Yes, I thought its somewhat obvious the subspace topology is the left ray topology, so I didnt mention it explicitly. I dont think we have to, or at least not prove it. hm

[prabau]

For S199 and S200 (left and right ray topologies on $\omega$), it's king of obvious though. So feel free to simplify things slightly, and no need to don't mention "ordinal recursion" for this case.

And for the other space $\omega_1$, maybe an easier reason why things work is that for ordinal spaces, the left ray topology = "left open ray" topology coincides with the "left closed ray" topology (because $ (\leftarrow, \alpha]$ = $(\leftarrow,\alpha+1)$ ). From that, it's even easier to see that the two involved topologies for $Y$ coincide.

Not sure about "right ray" topologies (open ray or closed ray would be different).

[prabau]

Yes, I thought its somewhat obvious the subspace topology is the left ray topology, so I didnt mention it explicitly. I dont think we have to, or at least not prove it. hm

We don't need to give details of the proof, but the text needs to be changed to not give misleading ideas.

[prabau]

I have created #1622. In particular, $X=$ the right "open ray" topology on $\omega_1$ has the property that every subset $Y$ with the same cardinality as $X$ is order isomorphic to $X$. And yet, $X$ is not Toronto. So that will be good to illustrate things.

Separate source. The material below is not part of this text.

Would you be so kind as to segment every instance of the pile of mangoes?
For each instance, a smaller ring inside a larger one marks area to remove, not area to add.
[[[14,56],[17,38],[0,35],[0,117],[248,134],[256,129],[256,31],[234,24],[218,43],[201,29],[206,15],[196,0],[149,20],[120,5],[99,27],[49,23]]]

Apart from that, let me try to make a few suggestions for this PR.

[felixpernegger]

thanks

[prabau]

Suggested change

	Let $Y\subseteq X$ with $|Y|=|X|$. By ordinal recursion, we can construct a (unique) order preserving bijection $f:Y \to X$ which then must be a homeomorphism.
	Let $Y\subseteq X$ with $|Y|=|X|$.
	There is a unique order isomorphism $f:Y\to X$.
	Since $X$ is Alexandrov, so is $Y$ with its subspace topology $\tau_Y$.
	The smallest $\tau_Y$-neighborhood of a point $y\in Y$ is
	$$(\leftarrow,y]_X\cap Y = (\leftarrow,y]_Y,$$
	which coincides with the smallest neighborhood of $y$ in the left ray topology of $Y$.
	This shows that $f$ is a homeomorphism.

[felixpernegger]

What if we just say that the subspace of topology of $Y$ is the same as its left ray topology without proof?

[prabau]

Yeah, I think that should be fine for S199 and S200.

[prabau]

Suggested change

	Let $Y\subseteq X$ with $|Y|=|X|$. By ordinal recursion, we can construct a (unique) order preserving bijection $f:Y \to X$ which then must be a homeomorphism.
	Let $Y\subseteq X$ with $|Y|=|X|$.
	There is a unique order isomorphism $f:Y\to X$.
	Since $X$ is Alexandrov, so is $Y$ with its subspace topology $\tau_Y$.
	The smallest $\tau_Y$-neighborhood of a point $y\in Y$ is
	$$[y,\to)_X\cap Y = [y,\to)_Y,$$
	which coincides with the smallest neighborhood of $y$ in the left ray topology of $Y$.
	This shows that $f$ is a homeomorphism.

[prabau]

Suggested change

	Let $Y\subseteq X$ with $|Y|=|X|$. By ordinal recursion, we can construct a (unique) order preserving bijection $f:Y \to X$ which then must be a homeomorphism.
	Let $Y\subseteq X$ with $|Y|=|X|$.
	Using well-orderedness and the fact that $\omega_1$ is an initial ordinal,
	one can show that there is a unique order isomorphism $f:Y\to X$.
	Since $X$ is Alexandrov, so is $Y$ with its subspace topology $\tau_Y$.
	The smallest $\tau_Y$-neighborhood of a point $y\in Y$ is
	$$(\leftarrow,y]_X\cap Y = (\leftarrow,y]_Y,$$
	which coincides with the smallest neighborhood of $y$ in the left ray topology of $Y$.
	This shows that $f$ is a homeomorphism.

[yhx-12243]

What about just saying that “Similar to the proof of S199”?